Comment Jason Statham est devenu la star mondiale des séries B

Jody Rosen, mis à jour le 27.04.2009 à 6 h 48

«Il était mort ... maintenant il va mieux.»

Le talent de Jason Statham est apparu très tôt dans sa carrière cinématographique-pour être précis, 88 secondes après son arrivée sur l'écran dans la séquence d'ouverture de son premier film  Arnaques, crimes et botanique (1998).

Stratham y joue le rôle de Bacon, un petit escroc qui trafique de la marchandise volée («Fait à la main en Italie, volé à la main à Stepney» («Handmade in Italy, hand-stolen in Stepney») au coin de la rue à Londres. Tout d'un coup, la police arrive; Bacon et son complice s'enfuient; et puis, en tournant au coin d'une rue mouillée avec une valise sous son bras, il tombe presque, faisant une sorte de pas de danse ridicule avec un angle de 45 degré par rapport au sol en béton, ses pieds allant à toute vitesse, mais sa course en avant momentanément arrêtée, comme Vil Coyote juste avant qu'il ne se rende compte qu'il n'y a plus de route et qu'il va tomber au pied d'une falaise, 1 500 mètres plus bas.  Mais Bacon reprend pied, catapulte une barrière, puis perd tous les contenus de sa valise en descendant à toute vitesse un escalier.

C'est l'essence de Statham-isme, un mélange de force brute bionique et de bouffonnerie-Robocop rencontre les Keystone Cops.

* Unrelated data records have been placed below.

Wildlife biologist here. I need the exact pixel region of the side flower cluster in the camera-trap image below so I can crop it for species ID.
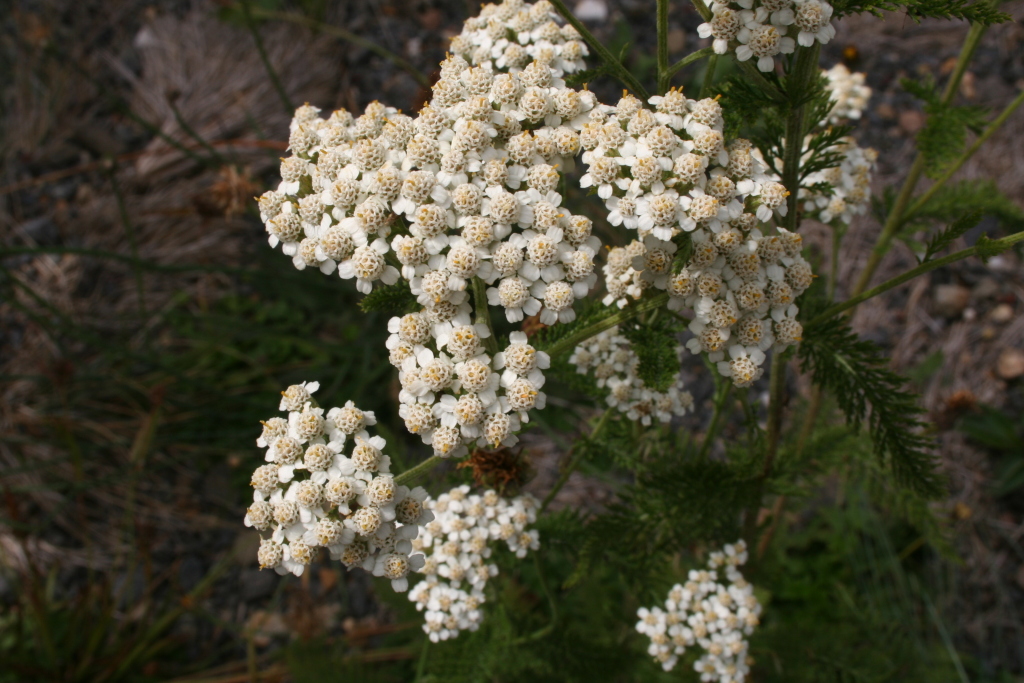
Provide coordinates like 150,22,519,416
569,327,693,425
697,0,836,72
800,63,879,226
245,382,434,592
636,541,761,683
409,485,541,643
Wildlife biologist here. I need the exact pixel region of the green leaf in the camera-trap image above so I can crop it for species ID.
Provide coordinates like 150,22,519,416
833,0,1013,25
902,79,987,178
921,210,981,263
359,280,420,315
800,317,943,498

C'est une formule qui a fait de Statham le plus grand héro de films d'action en activité : depuis 2001, ses films ont réalisé des recettes mondiales de 500 millions de dollars (384 million d'euros).  Actuellement, Statham est le visage de deux séries remportant un énorme succès : Le Transporteur, dont le dernière épisode, Le Transporteur III (2008), a gagné plus de 100 millions de dollars (77 million d'euros), et Hyper tension, dont le deuxième épisode, Crank: High Voltage (Hyper tension 2), est sorti au cinéma aux Etats-Unis le 18 avril (sortie en France prévue le 19 août 2009, ndlr) avec le slogan irrésistible «Il était mort ... maintenant il va mieux.» (« He was dead ... But he got better, » en v.o.)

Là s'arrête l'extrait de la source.